Dr. David Sontag is a pioneering computer scientist whose work bridges artificial intelligence and healthcare innovation. He currently holds the position of Professor of Electrical Engineering and Computer Science at MIT, where he serves as the von Helmholtz Professor in the Institute for Medical Engineering and Science and leads a research group within the Computer Science and Artificial Intelligence Laboratory. Previously, he was an Assistant Professor of Computer Science and Data Science at New York University's Courant Institute from 2011 to 2016, following a postdoctoral fellowship at Microsoft Research New England. His academic journey began with a Bachelor's degree in Computer Science from the University of California, Berkeley, and culminated in a Ph.D. from the Massachusetts Institute of Technology where he received the prestigious Sprowls award for outstanding doctoral research.

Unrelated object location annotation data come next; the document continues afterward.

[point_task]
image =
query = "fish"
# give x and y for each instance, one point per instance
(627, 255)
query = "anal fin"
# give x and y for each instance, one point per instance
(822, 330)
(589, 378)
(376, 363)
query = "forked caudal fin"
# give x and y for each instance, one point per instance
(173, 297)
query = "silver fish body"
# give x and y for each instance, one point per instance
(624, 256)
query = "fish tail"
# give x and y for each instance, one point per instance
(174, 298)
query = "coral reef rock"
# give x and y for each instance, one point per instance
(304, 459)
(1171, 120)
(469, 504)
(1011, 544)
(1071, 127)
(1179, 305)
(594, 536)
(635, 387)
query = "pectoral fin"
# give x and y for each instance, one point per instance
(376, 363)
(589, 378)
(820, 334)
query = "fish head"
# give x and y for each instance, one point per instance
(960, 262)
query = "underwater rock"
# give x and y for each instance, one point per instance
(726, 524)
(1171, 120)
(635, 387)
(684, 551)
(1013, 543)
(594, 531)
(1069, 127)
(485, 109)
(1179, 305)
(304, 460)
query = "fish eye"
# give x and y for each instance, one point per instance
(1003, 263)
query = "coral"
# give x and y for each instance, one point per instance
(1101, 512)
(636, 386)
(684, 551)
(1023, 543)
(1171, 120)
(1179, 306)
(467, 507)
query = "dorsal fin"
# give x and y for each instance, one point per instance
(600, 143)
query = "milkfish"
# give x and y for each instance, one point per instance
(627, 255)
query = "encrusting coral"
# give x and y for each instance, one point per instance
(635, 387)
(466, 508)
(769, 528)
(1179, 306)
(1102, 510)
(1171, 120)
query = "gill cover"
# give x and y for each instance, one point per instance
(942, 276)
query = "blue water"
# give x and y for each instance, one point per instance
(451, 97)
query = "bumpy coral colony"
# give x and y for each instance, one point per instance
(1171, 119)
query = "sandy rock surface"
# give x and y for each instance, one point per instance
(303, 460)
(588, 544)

Professor Sontag's research has fundamentally transformed the application of machine learning in clinical settings through the development of novel algorithms for disease progression modeling, electronic phenotyping, and clinical decision support systems. His work on early detection of Type 2 diabetes and emergency department decision tools has established new methodologies for leveraging unstructured health data, with multiple best paper awards at premier conferences including Neural Information Processing Systems and Uncertainty in Artificial Intelligence. These contributions have earned him significant recognition including the NSF CAREER Award and faculty honors from major technology companies, while his practical innovations directly address critical challenges in healthcare delivery through rigorous computational approaches.

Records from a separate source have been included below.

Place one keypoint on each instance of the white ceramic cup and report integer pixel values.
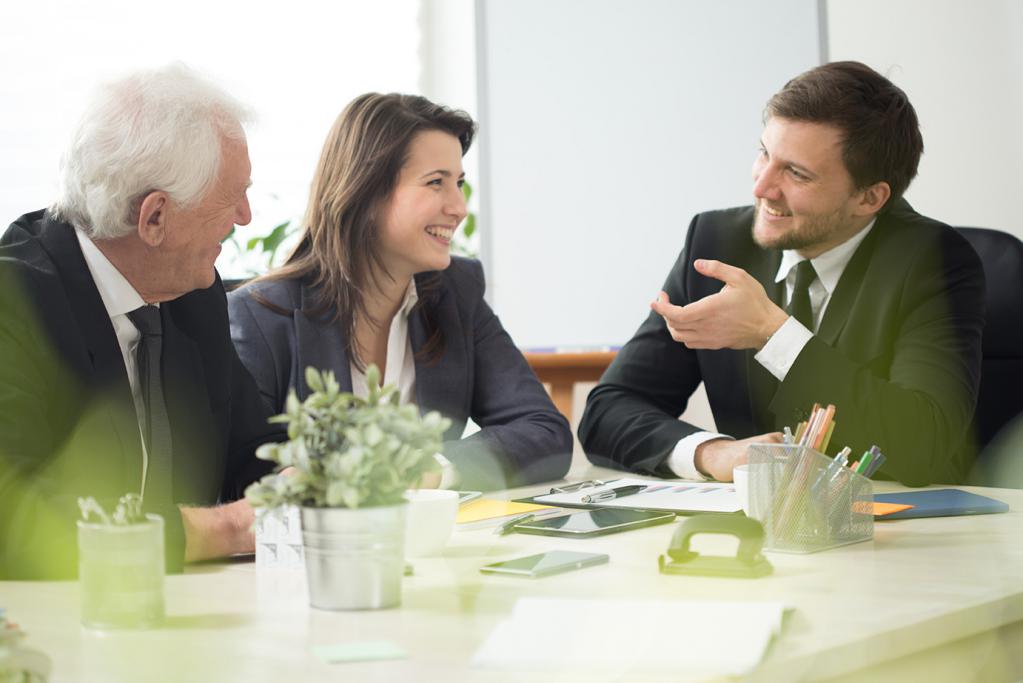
(741, 477)
(430, 520)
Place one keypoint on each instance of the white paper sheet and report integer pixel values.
(673, 495)
(690, 640)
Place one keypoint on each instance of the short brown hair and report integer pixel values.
(881, 139)
(358, 169)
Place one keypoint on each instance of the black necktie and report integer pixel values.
(156, 424)
(799, 305)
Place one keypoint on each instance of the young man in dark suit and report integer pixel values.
(118, 373)
(830, 289)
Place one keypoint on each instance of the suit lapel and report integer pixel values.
(440, 383)
(107, 377)
(762, 383)
(849, 287)
(318, 343)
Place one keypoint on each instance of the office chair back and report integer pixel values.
(1001, 396)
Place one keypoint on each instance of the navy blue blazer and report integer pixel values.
(481, 374)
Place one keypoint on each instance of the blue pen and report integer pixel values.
(834, 467)
(875, 464)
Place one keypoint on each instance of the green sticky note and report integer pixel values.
(359, 650)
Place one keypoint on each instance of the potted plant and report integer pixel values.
(349, 462)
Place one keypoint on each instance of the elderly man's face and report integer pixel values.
(193, 235)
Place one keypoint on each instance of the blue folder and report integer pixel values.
(939, 503)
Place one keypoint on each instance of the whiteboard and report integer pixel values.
(605, 126)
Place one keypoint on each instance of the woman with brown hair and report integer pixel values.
(372, 281)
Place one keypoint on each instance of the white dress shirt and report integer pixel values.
(120, 299)
(782, 350)
(400, 371)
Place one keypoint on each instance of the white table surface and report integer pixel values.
(928, 599)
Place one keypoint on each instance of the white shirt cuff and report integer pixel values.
(784, 347)
(682, 458)
(449, 473)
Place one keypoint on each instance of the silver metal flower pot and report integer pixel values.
(354, 558)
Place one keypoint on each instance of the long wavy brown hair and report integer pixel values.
(339, 252)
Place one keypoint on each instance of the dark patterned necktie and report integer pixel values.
(799, 305)
(156, 424)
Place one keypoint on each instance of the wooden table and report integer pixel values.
(928, 599)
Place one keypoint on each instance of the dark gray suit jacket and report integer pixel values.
(481, 373)
(68, 423)
(897, 353)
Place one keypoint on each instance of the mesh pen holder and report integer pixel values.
(805, 502)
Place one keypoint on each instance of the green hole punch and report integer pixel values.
(748, 562)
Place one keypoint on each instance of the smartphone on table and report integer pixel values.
(546, 563)
(594, 522)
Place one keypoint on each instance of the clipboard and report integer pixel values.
(662, 495)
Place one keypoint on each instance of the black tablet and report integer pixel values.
(594, 522)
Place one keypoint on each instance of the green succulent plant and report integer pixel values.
(347, 451)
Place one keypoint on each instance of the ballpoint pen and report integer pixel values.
(611, 494)
(509, 525)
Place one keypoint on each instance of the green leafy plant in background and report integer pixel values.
(128, 511)
(347, 451)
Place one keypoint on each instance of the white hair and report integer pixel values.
(152, 130)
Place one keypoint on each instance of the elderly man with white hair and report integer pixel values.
(117, 369)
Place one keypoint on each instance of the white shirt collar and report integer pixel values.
(831, 264)
(411, 299)
(118, 294)
(400, 370)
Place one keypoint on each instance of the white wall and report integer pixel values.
(606, 126)
(297, 63)
(961, 62)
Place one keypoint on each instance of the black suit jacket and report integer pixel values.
(68, 423)
(897, 353)
(481, 374)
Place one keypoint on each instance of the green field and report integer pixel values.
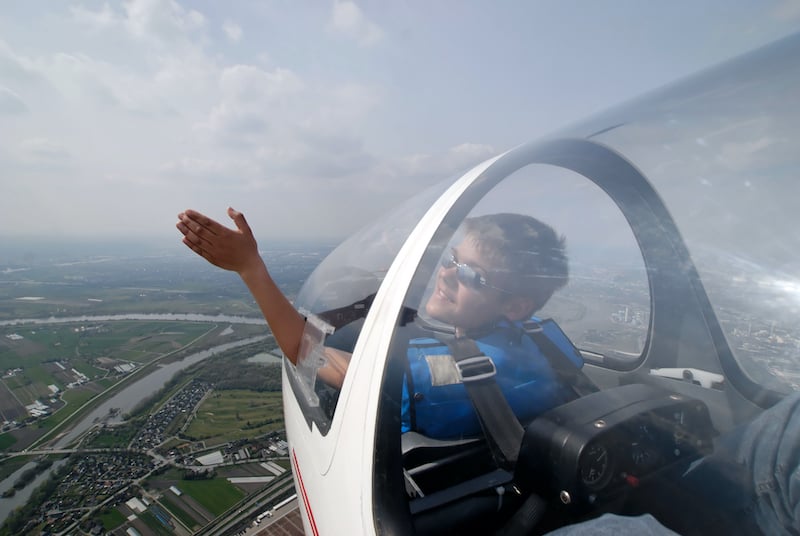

Beyond his technical contributions, Dr. Sontag has emerged as a central figure in building the clinical machine learning community through his leadership in collaborative initiatives like OHDSI and his role as co-founder of Layer Health, where he translates research into real-world applications. His research group at MIT consistently produces influential work that shapes the direction of AI in medicine, with strong emphasis on interpretability and clinician-centered design. As both an educator training the next generation of computational healthcare researchers and an active entrepreneur, he continues to advance the frontier of machine learning applications in medicine while maintaining rigorous scientific standards. His current work focuses on developing trustworthy AI systems capable of transforming healthcare delivery through precise, data-driven clinical interventions.